Lastly, with value and supply chains that are vastly different than conventional pill- or vial-as-product business models, the CGT field is likely to evolve in alternative ways. Its almost certain that as CGT products begin to advance into product approvals and commercialization, companies will move to integrate more of their capabilities by bringing certain aspects to cell and gene technology in-house (e.g., cell processing), but its likely to remain a different and disruptive operating model. Further, typically product owners reap the vast majority of the rewards in the value chain, and providers of services see little (just compare the profit margins of Big BioPharma with Big CROs). And most conventional drug pricing and reimbursement models aren’t meant for cures, or even those with an intent to cure. So will the operating model evolution be different going forward in the CGT field? Almost certainly.

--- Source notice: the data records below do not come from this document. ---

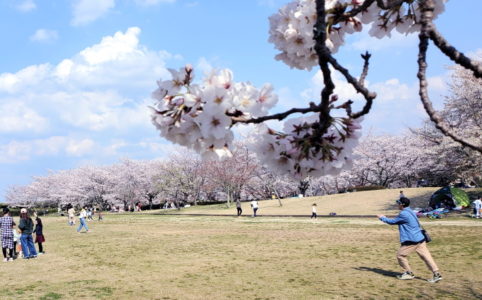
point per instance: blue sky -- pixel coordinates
(76, 75)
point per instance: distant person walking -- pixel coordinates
(313, 211)
(238, 207)
(6, 225)
(26, 227)
(254, 205)
(71, 213)
(82, 221)
(477, 207)
(411, 239)
(39, 235)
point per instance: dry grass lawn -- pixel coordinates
(359, 203)
(152, 256)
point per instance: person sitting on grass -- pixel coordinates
(411, 239)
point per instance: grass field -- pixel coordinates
(149, 256)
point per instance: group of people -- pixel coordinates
(254, 205)
(19, 242)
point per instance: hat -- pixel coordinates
(404, 201)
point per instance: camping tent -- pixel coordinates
(449, 197)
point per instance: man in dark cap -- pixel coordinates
(411, 239)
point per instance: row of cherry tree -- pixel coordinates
(387, 161)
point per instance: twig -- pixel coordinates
(427, 15)
(453, 54)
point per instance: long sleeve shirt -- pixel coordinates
(408, 226)
(26, 225)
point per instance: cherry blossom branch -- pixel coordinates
(280, 116)
(390, 3)
(323, 56)
(427, 15)
(369, 96)
(453, 54)
(366, 59)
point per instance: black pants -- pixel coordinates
(4, 250)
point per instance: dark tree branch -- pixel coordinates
(453, 54)
(369, 96)
(279, 116)
(323, 55)
(390, 3)
(355, 11)
(427, 16)
(366, 59)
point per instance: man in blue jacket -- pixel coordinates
(411, 239)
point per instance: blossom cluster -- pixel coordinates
(199, 116)
(295, 152)
(291, 29)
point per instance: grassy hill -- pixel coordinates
(357, 203)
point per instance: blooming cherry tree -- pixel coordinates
(307, 33)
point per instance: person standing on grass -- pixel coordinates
(7, 224)
(82, 221)
(313, 211)
(26, 227)
(17, 247)
(477, 206)
(71, 213)
(254, 205)
(238, 207)
(411, 239)
(39, 235)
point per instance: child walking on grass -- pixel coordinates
(313, 211)
(39, 235)
(16, 243)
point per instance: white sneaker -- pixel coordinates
(406, 276)
(436, 277)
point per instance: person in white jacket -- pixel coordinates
(83, 223)
(477, 206)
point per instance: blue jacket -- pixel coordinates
(408, 226)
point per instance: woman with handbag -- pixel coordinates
(411, 239)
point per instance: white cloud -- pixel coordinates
(44, 35)
(16, 151)
(87, 11)
(99, 95)
(26, 6)
(153, 2)
(16, 117)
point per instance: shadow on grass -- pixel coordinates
(378, 271)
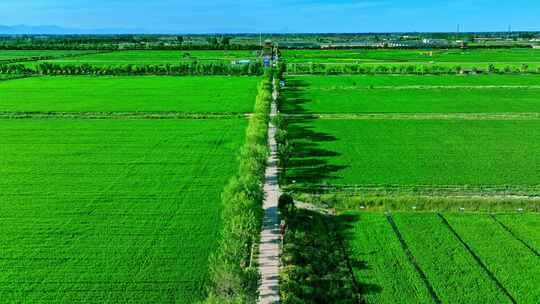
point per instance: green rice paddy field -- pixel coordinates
(15, 54)
(528, 55)
(413, 153)
(435, 132)
(413, 94)
(461, 258)
(129, 94)
(116, 211)
(156, 57)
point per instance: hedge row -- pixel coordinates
(184, 69)
(234, 276)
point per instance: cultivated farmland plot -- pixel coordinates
(416, 153)
(112, 211)
(157, 57)
(129, 94)
(413, 94)
(27, 54)
(414, 56)
(459, 267)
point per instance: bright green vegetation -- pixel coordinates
(111, 211)
(524, 226)
(513, 264)
(413, 94)
(449, 267)
(413, 56)
(157, 57)
(416, 153)
(9, 55)
(454, 274)
(363, 82)
(129, 94)
(382, 268)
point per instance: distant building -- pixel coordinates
(268, 48)
(435, 42)
(242, 62)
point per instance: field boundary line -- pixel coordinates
(531, 193)
(427, 87)
(120, 115)
(419, 116)
(494, 218)
(476, 258)
(412, 259)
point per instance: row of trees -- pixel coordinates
(234, 279)
(183, 69)
(315, 267)
(416, 69)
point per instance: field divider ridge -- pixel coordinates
(476, 258)
(419, 116)
(120, 115)
(507, 229)
(412, 259)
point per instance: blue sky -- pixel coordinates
(199, 16)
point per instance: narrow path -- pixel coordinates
(269, 247)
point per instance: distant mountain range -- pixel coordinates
(58, 30)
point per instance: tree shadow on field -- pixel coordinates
(319, 243)
(344, 225)
(309, 163)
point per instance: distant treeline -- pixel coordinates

As the space figures out what the key value-driving differentiated capabilities are likely to be, the profits may divvy up in different ways across product distribution and marketing capabilities, vector and virus manufacturing, central or onsite cell processing, patient sample handling and GMP access, the overall provision of cell transplant services, etc… As a crazy thought experiment, imagine a world where a big company owned and operated cell transplant centers across the country where they obtained autologous cells from patients, conducted gene modification (editing or gene therapy) and simultaneous expansion onsite, in a closed GMP-compliant system, and delivered them back to patients at their own facility – and were reimbursed via a value-based annuity stream linked to therapeutic performance from a healthcare payor for the “one-and-done” modified cell therapy. Interesting to speculate on all the various models of the future in the CGT space.
As with the outside-in evolution of the CGT field, it seems much about this space is different, including but not limited to “cells as the product” business model, and its not clear what this will look like in 2020 or 2025. Most of us believe the clinical impact of the field will be profound, but the uncertainty as to the end game of industry structure makes for great speculation and the wonderful arbitrage of early stage investing.